Io vedo ciò che vedono tutti, credo, l’esasperazione del momento e della moda. Ciò che si fa notare nelle vetrine delle nostre librerie – non sempre ma spesso, molto spesso – è un prodotto, non ha più valore di una batteria di pentole o di una pila di scatole di scarpe. La letteratura resta negli interstizi, è sotterranea, non la si trova così spesso in libreria quanto nel sottobosco, su blog e riviste indipendenti, nella piccola e media editoria di qualità. I grandi poi copiano dai piccoli, storie raffazzonate e scritture di simulazione, rese patinate e appetibili, epurate da tutta l’autenticità che le rende ruvide, indigeste – e dunque vere. Ciò che è originale non è pronto per il mercato, è inconsueto. Per il resto potete ammirare le rockstar della nostra pseudo-letteratura, in posa sui settimanali come dovessero partecipare a San Remo o a X-Factor.
Il poeta italiano che preferisco è proprio l’anti-moda, è Alfonso Guida, che se ne sta nascosto nella sua casa-grotta di San Mauro Forte, in Basilicata. Chi vuole conoscerlo deve andare a trovarlo, chi vuole leggere i suoi libri deve cercarli, perché non si trovano facilmente. In molti hanno tentato di attingere, ma la sua bravura è difficile da imitare, perché è un insieme di talento e studio meticoloso e, cosa che considero importante, un esercizio di umiltà. Non si può emulare lo stile di un autore senza aver vissuto la sua vita, senza aver portato la sua croce. Il punto è che Alfonso Guida è vero anche nell’eccesso, il suo eccedere è qualcosa che si può toccare, che si sente, non una mistificazione. Anni fa ho letto Irpinia (Poiesis), e poi molti altri suoi. Irpinia è un libro sul terremoto degli anni ’80, ma non è solo un libro su quel terremoto, è forse un testo demartiniano su un’apocalisse personale oltre che culturale. Nelle ultime due sillogi la poesia di Alfonso è cambiata, ha trovato una pacificazione, un contatto con la terra, con la propria terra e con i luoghi, questo contatto credo coincida con il viraggio dall’estremo al quotidiano. Di stranieri contemporanei ne leggo pochi, tempo fa mi piaceva Houellebecq, prima di Sottomissione però.
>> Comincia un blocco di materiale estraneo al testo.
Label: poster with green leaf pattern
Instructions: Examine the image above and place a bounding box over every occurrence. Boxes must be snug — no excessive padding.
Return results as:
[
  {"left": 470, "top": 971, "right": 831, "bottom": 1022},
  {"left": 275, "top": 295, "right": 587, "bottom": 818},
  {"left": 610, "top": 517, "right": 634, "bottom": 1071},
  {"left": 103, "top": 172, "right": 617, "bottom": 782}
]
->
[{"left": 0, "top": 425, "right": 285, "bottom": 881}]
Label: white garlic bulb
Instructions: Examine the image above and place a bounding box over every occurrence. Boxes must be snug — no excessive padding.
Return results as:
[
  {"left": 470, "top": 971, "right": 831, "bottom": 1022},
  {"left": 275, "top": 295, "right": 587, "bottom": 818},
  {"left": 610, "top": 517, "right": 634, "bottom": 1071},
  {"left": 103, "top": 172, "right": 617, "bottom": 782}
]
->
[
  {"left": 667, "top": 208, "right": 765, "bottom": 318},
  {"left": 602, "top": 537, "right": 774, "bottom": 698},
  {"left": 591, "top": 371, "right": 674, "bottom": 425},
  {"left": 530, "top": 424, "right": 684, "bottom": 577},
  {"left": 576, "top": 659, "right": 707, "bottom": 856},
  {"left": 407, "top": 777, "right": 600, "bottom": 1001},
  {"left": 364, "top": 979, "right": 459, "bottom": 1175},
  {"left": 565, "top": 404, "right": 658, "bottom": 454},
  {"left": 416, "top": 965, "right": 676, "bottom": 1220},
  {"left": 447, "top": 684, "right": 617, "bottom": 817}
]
In riferimento alla filosofia e alla cultura romena in generale, quali nomi hanno attirato la sua attenzione?

È una domanda che mi fa sorridere, perché penso subito a Emil Cioran, che forse è stato l’amore filosofico e letterario più intenso della mia vita, ho letto tutti i suoi libri, il mio preferito è La caduta nel tempo. Lo trovo crudele e disincantato, ma ovviamente è un decadente, e in quanto tale non lascia molto spazio alla speranza. Uno scettico, un cinico che come Diogene ha cercato l’Uomo, trovando infine le sue rovine, le sue spoglie. Devo dire che ho esagerato con Cioran, l’ho letto troppo, a tratti penso mi abbia disorientata.